Enhanced DPD calculus performance SoC FPGA improves hockey network device integration

The need for cellular network service providers to reduce operating costs is becoming more and more urgent, so field-programmable gate array (FPGA) operators are introducing SoC FPGA solutions that integrate embedded processors and importing more powerful digital pre-distortion (DPD) Algorithms help network equipment manufacturers build higher productivity products at lower power and cost.

Hive network operators are trying to increase network density through new transmission interfaces, transmission frequencies, higher bandwidths, and increasing the number of antennas and more wireless base stations, thus requiring a significant reduction in equipment costs. In addition, these operators need equipment with higher operational efficiency and network integration to reduce operating costs. Wireless infrastructure manufacturers are looking for devices that meet different requirements, seeking higher levels of integration, better performance, and greater flexibility while reducing power and cost.

Integration is the key to reducing overall equipment costs, but this must rely on high-order digital algorithms that increase the efficiency of the power amplifier to reduce operating costs. One of the most common algorithms is digital pre-distortion (DPD). As the configuration of the device becomes more and more complex, improving the operational efficiency of the device is a big challenge. With the advanced long-range evolution (LTE-Advanced) transmission technology, the wireless transmission bandwidth can reach 100MHz.
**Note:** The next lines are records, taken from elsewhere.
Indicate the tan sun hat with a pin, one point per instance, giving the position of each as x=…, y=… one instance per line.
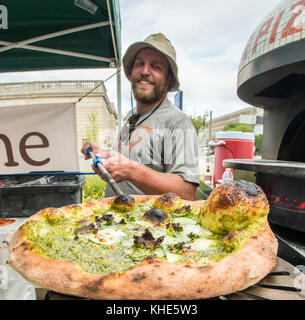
x=162, y=44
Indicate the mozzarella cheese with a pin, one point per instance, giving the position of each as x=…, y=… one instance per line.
x=108, y=236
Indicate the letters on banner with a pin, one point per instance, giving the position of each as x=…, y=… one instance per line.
x=38, y=138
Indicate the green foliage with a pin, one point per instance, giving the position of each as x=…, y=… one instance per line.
x=197, y=122
x=258, y=144
x=94, y=188
x=245, y=128
x=93, y=129
x=238, y=127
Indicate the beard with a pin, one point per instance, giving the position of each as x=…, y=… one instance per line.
x=151, y=96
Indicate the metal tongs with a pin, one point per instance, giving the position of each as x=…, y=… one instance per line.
x=97, y=162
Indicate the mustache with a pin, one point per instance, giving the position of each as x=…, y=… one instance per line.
x=144, y=78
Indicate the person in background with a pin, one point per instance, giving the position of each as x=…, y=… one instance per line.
x=157, y=150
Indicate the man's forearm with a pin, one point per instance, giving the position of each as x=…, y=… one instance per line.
x=153, y=182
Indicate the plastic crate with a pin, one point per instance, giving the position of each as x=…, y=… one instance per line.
x=23, y=196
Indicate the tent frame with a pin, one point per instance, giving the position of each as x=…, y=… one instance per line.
x=114, y=62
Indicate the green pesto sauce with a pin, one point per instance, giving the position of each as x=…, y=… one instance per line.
x=55, y=237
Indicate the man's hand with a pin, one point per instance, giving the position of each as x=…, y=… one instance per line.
x=114, y=162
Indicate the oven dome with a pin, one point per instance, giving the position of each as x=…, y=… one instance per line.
x=273, y=55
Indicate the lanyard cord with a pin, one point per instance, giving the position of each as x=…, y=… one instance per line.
x=133, y=125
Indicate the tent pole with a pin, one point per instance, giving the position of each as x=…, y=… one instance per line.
x=119, y=100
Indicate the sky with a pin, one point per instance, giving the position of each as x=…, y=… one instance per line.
x=209, y=37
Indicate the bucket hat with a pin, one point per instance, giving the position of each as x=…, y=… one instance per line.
x=158, y=42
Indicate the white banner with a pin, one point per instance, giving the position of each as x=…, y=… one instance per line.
x=38, y=138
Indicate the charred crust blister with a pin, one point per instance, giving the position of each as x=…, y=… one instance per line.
x=157, y=216
x=167, y=200
x=183, y=210
x=124, y=202
x=147, y=240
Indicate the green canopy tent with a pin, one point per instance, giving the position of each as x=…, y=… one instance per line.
x=61, y=34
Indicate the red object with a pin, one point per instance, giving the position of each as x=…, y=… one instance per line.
x=231, y=145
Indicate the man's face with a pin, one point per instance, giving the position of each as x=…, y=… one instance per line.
x=149, y=76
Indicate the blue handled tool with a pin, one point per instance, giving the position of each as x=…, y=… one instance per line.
x=97, y=162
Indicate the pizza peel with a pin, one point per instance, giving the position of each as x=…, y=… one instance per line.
x=97, y=162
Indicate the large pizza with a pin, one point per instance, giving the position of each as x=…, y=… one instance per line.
x=149, y=247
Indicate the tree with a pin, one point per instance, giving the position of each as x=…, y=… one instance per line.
x=93, y=129
x=197, y=122
x=233, y=126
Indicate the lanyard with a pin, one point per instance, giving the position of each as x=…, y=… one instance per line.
x=133, y=120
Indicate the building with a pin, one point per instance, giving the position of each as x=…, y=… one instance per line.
x=252, y=116
x=95, y=105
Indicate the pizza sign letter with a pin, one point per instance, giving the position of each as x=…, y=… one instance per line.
x=38, y=138
x=22, y=147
If the manufacturer tries to combine multiple transmission interfaces with continuous spectrum configuration, the bandwidth can be even higher. The algorithms required for Active Antenna Array (AAA) and Remote Radio Unit (RRU) supporting Multiple Input/Output (MIMO) technology are increasingly demanding bandwidth. This article will explore how the industry's fully programmable system All-in-One (SoC) SoC components can boost performance gains for current and future digital pre-distortion systems, while also providing device manufacturers with ample programmability, low cost and low power consumption. And speed up the time to market.

Building a cellular wireless network

The industry's fully programmable SoC components incorporate a high-performance programmable logic (PL) architecture that includes a serial transceiver (SERDES) and a digital signal processor (DSP) module that integrates a hardware processing subsystem (PS). The hardware processing subsystem includes a dual-core ARM international Cortex-A9 processor, floating-point arithmetic unit (FPU) and NEON multimedia accelerators and a rich set of peripheral functions, including Universal Asynchronous Receiver Transmitter (UART), strings Peripheral functions required for complete wireless transmission such as column peripheral interface (SPI), internal integrated circuit (I2C), Ethernet (Ethernet), and memory controller. Unlike external general-purpose processors or DSPs, the interface between programmable logic and hardware processing subsystems has a large number of links, so the bandwidth can be very high; however, it is not feasible to handle these links with a stand-alone solution. In addition, fully programmable SoC components include hardware and software arrays, so the functionality required for remote wireless units can be built into a single chip, as shown in Figure 1.

Figure 1. In this typical wireless architecture, all digital functions can be integrated into a single component.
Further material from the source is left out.